McGunigal was born in Hubbard, Ohio on May 30, 1876, and joined the Navy in 1894. He was assigned as a Ship's Fitter First Class on board the armored cruiser USS Huntington at the time of his Medal of Honor action (see below) in 1917. He was promoted to the warrant officer rank of carpenter on July 20, 1918. He was subsequently assigned to the Naval Air Stations at Montauk and Rockaway Beach, New York. He retired from the Navy in December 1920.

McGunigal died on January 19, 1936, and was buried at Arlington National Cemetery. His grave can be found in section 6, lot 8674, map grid W/21.5.

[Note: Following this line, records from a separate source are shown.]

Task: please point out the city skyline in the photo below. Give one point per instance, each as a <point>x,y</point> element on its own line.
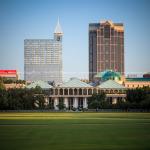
<point>36,19</point>
<point>43,58</point>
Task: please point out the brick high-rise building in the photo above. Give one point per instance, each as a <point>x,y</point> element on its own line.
<point>106,47</point>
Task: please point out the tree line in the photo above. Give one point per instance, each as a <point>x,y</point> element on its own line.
<point>28,99</point>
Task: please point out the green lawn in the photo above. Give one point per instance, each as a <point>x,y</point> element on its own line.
<point>74,131</point>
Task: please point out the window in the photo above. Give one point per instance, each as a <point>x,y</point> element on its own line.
<point>107,31</point>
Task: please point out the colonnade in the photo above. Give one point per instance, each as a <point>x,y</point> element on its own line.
<point>71,102</point>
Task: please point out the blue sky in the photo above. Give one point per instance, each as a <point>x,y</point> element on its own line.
<point>23,19</point>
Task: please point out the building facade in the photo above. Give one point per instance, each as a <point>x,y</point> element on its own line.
<point>75,93</point>
<point>106,47</point>
<point>9,74</point>
<point>43,58</point>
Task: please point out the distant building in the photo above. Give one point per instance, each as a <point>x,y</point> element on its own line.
<point>132,83</point>
<point>9,74</point>
<point>106,47</point>
<point>43,58</point>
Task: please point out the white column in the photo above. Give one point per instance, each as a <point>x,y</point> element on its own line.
<point>75,102</point>
<point>66,102</point>
<point>85,105</point>
<point>114,100</point>
<point>56,101</point>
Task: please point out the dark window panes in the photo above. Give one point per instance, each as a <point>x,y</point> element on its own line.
<point>107,31</point>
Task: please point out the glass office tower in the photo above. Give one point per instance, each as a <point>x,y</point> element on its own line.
<point>43,58</point>
<point>106,47</point>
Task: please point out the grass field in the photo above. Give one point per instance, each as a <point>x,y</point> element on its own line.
<point>74,131</point>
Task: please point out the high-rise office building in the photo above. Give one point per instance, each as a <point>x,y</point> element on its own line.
<point>106,47</point>
<point>43,58</point>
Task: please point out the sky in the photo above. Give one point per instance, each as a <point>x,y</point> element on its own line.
<point>27,19</point>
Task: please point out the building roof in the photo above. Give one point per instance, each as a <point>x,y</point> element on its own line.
<point>42,84</point>
<point>8,73</point>
<point>75,83</point>
<point>137,79</point>
<point>111,84</point>
<point>108,74</point>
<point>58,28</point>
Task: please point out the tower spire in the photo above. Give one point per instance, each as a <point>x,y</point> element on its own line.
<point>58,29</point>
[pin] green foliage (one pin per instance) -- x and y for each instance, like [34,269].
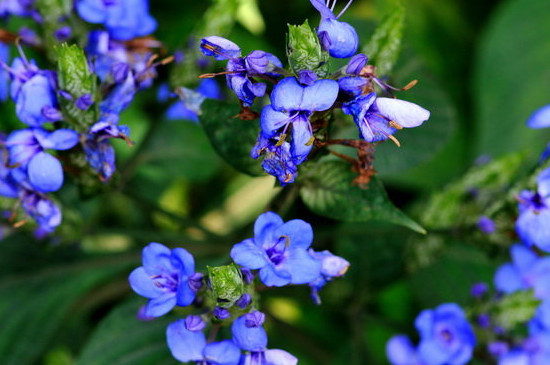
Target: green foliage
[227,284]
[304,50]
[122,339]
[75,77]
[231,137]
[512,76]
[327,189]
[515,309]
[385,44]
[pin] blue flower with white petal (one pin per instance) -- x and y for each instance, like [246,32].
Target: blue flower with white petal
[378,118]
[187,342]
[339,38]
[279,251]
[292,104]
[533,223]
[167,278]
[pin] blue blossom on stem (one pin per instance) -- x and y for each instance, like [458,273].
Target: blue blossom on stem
[279,251]
[26,149]
[533,223]
[446,337]
[240,70]
[187,342]
[378,118]
[124,19]
[165,279]
[526,271]
[339,38]
[292,104]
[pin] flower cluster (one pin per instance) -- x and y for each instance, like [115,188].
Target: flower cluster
[52,110]
[302,98]
[280,252]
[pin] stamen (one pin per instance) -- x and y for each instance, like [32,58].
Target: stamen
[395,125]
[345,8]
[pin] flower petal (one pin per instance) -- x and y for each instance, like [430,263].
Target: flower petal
[45,173]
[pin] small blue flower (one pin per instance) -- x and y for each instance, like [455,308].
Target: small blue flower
[401,351]
[279,251]
[533,223]
[332,266]
[446,337]
[378,118]
[164,278]
[26,151]
[187,342]
[540,118]
[341,38]
[526,271]
[291,105]
[239,70]
[124,19]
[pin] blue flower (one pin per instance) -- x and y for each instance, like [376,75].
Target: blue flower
[249,335]
[378,118]
[33,91]
[293,104]
[187,342]
[401,351]
[26,151]
[331,266]
[446,337]
[540,118]
[239,70]
[124,19]
[166,279]
[279,251]
[526,271]
[340,38]
[533,223]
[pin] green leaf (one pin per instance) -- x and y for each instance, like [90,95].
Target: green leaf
[227,284]
[384,46]
[328,190]
[304,50]
[232,138]
[34,307]
[515,309]
[75,77]
[511,78]
[122,339]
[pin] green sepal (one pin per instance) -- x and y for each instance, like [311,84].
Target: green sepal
[226,283]
[304,51]
[75,77]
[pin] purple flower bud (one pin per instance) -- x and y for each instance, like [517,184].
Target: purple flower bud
[254,319]
[484,320]
[356,64]
[498,348]
[244,301]
[306,77]
[65,95]
[84,102]
[194,323]
[51,113]
[63,33]
[478,290]
[221,313]
[324,39]
[119,71]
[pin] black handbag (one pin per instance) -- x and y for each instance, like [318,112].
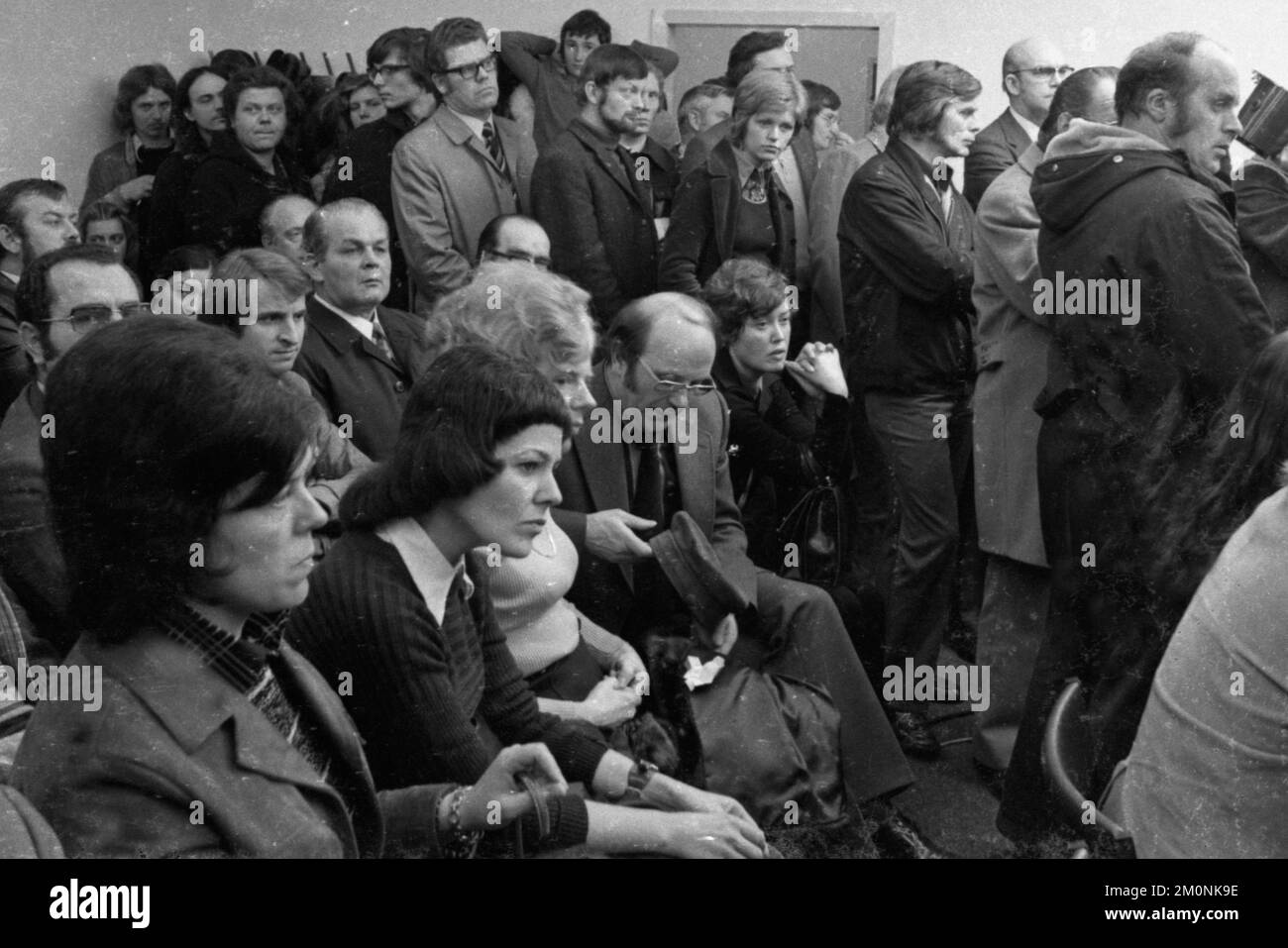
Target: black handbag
[812,533]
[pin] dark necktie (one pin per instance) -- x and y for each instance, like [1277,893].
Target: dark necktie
[493,147]
[381,340]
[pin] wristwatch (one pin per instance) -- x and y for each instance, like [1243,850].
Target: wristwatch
[636,780]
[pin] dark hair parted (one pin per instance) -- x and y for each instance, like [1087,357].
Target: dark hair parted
[256,264]
[923,91]
[743,290]
[587,24]
[472,398]
[33,295]
[1074,95]
[1160,63]
[263,77]
[452,33]
[159,420]
[608,63]
[742,54]
[412,44]
[136,81]
[185,129]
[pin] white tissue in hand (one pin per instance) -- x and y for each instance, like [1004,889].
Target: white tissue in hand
[698,674]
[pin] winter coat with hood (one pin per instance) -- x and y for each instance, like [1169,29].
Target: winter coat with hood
[1120,206]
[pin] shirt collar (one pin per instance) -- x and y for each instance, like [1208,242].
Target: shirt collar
[239,660]
[475,125]
[429,570]
[364,324]
[1029,128]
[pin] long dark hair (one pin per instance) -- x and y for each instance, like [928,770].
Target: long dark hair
[1190,515]
[158,421]
[468,401]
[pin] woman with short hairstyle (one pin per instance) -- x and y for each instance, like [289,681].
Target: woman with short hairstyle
[403,609]
[179,497]
[732,205]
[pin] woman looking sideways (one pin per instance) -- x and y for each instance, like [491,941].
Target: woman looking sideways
[179,498]
[403,607]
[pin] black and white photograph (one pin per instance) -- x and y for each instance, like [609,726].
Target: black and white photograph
[725,429]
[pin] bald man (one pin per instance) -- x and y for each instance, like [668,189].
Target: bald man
[281,226]
[1031,69]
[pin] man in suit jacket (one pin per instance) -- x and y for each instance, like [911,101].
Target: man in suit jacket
[460,167]
[360,359]
[1012,348]
[589,193]
[1031,69]
[30,557]
[1261,189]
[398,65]
[657,347]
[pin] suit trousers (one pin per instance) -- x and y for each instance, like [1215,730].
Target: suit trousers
[926,440]
[802,635]
[1012,625]
[1103,623]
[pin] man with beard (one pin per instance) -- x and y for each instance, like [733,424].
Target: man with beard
[589,192]
[245,168]
[460,167]
[398,65]
[35,217]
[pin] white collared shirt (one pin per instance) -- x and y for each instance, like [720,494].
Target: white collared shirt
[476,125]
[364,324]
[429,570]
[1029,128]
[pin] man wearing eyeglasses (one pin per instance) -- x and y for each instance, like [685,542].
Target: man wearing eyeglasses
[62,296]
[398,65]
[660,352]
[514,239]
[460,167]
[1031,69]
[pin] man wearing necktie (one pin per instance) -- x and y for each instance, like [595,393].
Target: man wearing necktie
[590,193]
[460,167]
[360,359]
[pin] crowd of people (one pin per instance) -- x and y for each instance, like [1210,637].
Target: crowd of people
[312,441]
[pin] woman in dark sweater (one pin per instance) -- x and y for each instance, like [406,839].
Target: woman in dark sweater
[400,616]
[733,205]
[179,496]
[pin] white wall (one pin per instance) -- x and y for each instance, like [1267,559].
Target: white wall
[59,59]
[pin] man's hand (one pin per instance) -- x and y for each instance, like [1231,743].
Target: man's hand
[610,535]
[137,188]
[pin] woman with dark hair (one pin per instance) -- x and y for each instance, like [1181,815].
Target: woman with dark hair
[732,205]
[907,269]
[578,669]
[789,429]
[823,117]
[179,498]
[197,116]
[402,607]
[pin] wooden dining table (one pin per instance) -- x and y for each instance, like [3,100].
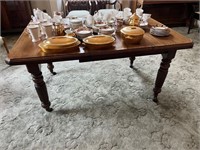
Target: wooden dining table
[25,52]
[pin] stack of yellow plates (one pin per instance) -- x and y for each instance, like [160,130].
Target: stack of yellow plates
[98,41]
[59,44]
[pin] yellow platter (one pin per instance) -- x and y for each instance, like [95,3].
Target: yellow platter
[57,49]
[98,41]
[60,41]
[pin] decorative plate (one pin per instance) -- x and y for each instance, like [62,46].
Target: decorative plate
[98,41]
[57,49]
[60,41]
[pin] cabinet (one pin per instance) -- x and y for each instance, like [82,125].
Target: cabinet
[15,15]
[170,13]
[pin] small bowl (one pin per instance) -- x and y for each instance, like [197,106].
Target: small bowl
[132,34]
[160,31]
[70,33]
[83,33]
[107,31]
[75,23]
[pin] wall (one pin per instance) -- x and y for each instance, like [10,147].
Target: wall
[42,5]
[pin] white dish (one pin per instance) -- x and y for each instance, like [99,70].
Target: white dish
[143,24]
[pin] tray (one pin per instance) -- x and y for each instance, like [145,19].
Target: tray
[60,41]
[57,49]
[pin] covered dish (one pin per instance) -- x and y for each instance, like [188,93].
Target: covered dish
[132,34]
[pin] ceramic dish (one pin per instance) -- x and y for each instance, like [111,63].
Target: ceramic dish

==Medal of Honor citation==
Rank and organization: Shipfitter First Class, U.S. Navy. Born: 30 May 1876, Hubbard, Ohio. Accredited to: Ohio. G.O. No.: 341, 1917.

Citation:

For extraordinary heroism while attached to the '. On the morning of 17 September 1917, while the U.S.S. Huntington was passing through the war zone, a kite balloon was sent up with Lt. (j.g.) H. W. Hoyt, U.S. Navy, as observer. When the balloon was about 400 feet in the air, the temperature suddenly dropped, causing the balloon to descend about 200 feet, when it was struck by a squall. The balloon was hauled to the ship's side, but the basket trailed in the water and the pilot was submerged. McGunigal, with great daring, climbed down the side of the ship, jumped to the ropes leading to the basket, and cleared the tangle enough to get the pilot out of them. He then helped the pilot to get clear, put a bowline around him, and enabled him to be hauled to the deck. A bowline was lowered to McGunigal and he was taken safely aboard.